Plant leaves were placed in a -80°C freezer until sufficiently frozen.  Once frozen, the leaves were ground to a fine powder, and 100 mg of ground material was aliquoted into 2 mL tubes.  800 uL of Qiagen Food Lysis Buffer (CTAB) was then pipetted onto the plant material, along with 4 uL RNase A. Six metal beads (Liam’s 02Jul2018 extraction did not have beads) were then added, and the tubes were vortexed.  The tubes were then incubated at 65°C for 10 minutes, and were vortexed at the 2, 4, and 8 minutes. Following the incubation, the DNA purification was completed with the Qiagen DNeasy Plant Kit.  260 uL Buffer P3 was added to the lysate, vortexed for 5 seconds, and incubated on ice for 5 minutes. The lysate was then centrifuged for 5 minutes at 14000 rpm.
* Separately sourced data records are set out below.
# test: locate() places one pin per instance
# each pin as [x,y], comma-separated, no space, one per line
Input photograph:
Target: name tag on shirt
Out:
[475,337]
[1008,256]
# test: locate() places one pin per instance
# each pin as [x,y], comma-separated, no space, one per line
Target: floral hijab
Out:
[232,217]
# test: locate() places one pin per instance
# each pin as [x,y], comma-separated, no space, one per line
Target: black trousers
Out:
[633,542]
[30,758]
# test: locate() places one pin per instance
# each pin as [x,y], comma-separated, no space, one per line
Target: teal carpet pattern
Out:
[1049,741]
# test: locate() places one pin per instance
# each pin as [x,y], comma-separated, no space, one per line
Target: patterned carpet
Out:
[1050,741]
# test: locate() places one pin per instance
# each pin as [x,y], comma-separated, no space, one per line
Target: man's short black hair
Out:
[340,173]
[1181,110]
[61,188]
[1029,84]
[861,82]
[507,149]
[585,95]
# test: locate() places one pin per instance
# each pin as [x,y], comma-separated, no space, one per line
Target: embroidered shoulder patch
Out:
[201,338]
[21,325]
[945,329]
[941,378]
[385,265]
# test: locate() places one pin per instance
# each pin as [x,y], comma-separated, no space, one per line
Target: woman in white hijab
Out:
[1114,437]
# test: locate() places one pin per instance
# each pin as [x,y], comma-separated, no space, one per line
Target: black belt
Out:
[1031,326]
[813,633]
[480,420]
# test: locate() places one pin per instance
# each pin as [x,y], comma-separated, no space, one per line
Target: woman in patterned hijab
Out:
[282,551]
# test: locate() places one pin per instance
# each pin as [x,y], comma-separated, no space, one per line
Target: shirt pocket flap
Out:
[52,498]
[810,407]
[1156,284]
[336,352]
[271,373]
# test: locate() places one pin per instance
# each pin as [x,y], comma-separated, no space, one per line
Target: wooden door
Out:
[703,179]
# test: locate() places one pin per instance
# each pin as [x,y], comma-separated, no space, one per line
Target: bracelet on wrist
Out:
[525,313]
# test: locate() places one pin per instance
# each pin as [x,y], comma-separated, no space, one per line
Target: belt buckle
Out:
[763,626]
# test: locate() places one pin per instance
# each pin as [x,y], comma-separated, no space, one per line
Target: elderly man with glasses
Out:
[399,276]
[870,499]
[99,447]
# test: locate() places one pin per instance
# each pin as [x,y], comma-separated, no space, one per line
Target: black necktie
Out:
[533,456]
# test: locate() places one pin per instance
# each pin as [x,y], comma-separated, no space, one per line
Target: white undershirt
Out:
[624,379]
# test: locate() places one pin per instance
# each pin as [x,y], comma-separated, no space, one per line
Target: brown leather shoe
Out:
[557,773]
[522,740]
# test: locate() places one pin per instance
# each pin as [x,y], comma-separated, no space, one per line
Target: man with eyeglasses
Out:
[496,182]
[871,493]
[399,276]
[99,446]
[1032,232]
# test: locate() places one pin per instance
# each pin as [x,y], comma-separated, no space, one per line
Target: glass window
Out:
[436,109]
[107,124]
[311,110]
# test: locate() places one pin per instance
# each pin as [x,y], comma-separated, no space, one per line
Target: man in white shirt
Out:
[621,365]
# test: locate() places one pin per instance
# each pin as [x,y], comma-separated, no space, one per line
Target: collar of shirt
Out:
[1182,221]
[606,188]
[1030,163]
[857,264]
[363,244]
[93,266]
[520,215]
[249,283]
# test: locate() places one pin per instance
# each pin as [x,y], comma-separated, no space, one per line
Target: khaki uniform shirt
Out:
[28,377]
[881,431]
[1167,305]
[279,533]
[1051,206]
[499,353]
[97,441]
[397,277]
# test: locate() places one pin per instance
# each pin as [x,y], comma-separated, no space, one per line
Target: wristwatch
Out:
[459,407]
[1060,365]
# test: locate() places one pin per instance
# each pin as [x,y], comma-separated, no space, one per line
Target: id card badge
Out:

Then, the lysate was pipetted into the QIA shredder Mini spin columns, placed in a 2 mL collection tube and centrifuged for 2 minutes at 14,000 rpm.  450 uL of the flow through was pipetted into a 1.5 mL microcentrifuge tube, and 675 uL of Qiagen Buffer AW1 was pipetted onto the flow through and immediately mixed. 650 uL of the mixture was then pipetted into the DNeasy Mini spin column, which was then placed in a 2 mL collection tube and centrifuged for 1 minute at 8500 rpm.  The flow through was discarded and the remaining sample was pipetted onto the spin column and centrifuged at 8500 rpm for 1 minute. The collection tube was then replaced, and 500 uL of Buffer AW2 was added to the spin column and centrifuged for 1 minute at 8500 rpm. The flow through was discarded, and 500 uL of AW2 was again added and centrifuged for 2 minutes at 14000 rpm. The flow through was discarded, 500 uL of AW2 was again added and centrifuged at 14000 rpm for 2 minutes.  Lastly, the DNeasy column was placed in a 1.5 mL microcentrifuge tube, 100 uL of Buffer AE was pipetted directly onto the membrane, was incubated at room temperature for 5 minutes, then was centrifuged at 8500 rpm for 1 minute to elute the DNA. The DNA was then quantified with a Qubit to determine concentration and run on an Agilent 4200 tape station to determine molecular weight.

DNA shipped to collaborator for PFGE.


July 5, 2018

Initial BLASR analysis from a Sequel test chip is pointing to %4.7 – %8.8 Chloroplast DNA. This is lower than expected as we did not use a pure nuclei prep. nuclei_preps

 


July 6, 2018

Cannabinoid and terpene profiles were analyzed at Proverde Labs demonstrating Type II status where Myrcene is not (yet) the dominant terpene. Terpenoid content can change as the plant moves into flowering. 

jamaican_lion_yellow_cannab_terps


July 7, 2018

PFGE of the Modified Qiagen Prep. The 65C Vortex step in hindsight is probably not a good idea. More DNA prep conditions will be explored.

June 28th SMRTbell library generated 7.26Gb of Sequence with 30Kb N50s. Another Size Selection of this library has produced a 42Kb library size. Multiple chips will be sequenced with this library.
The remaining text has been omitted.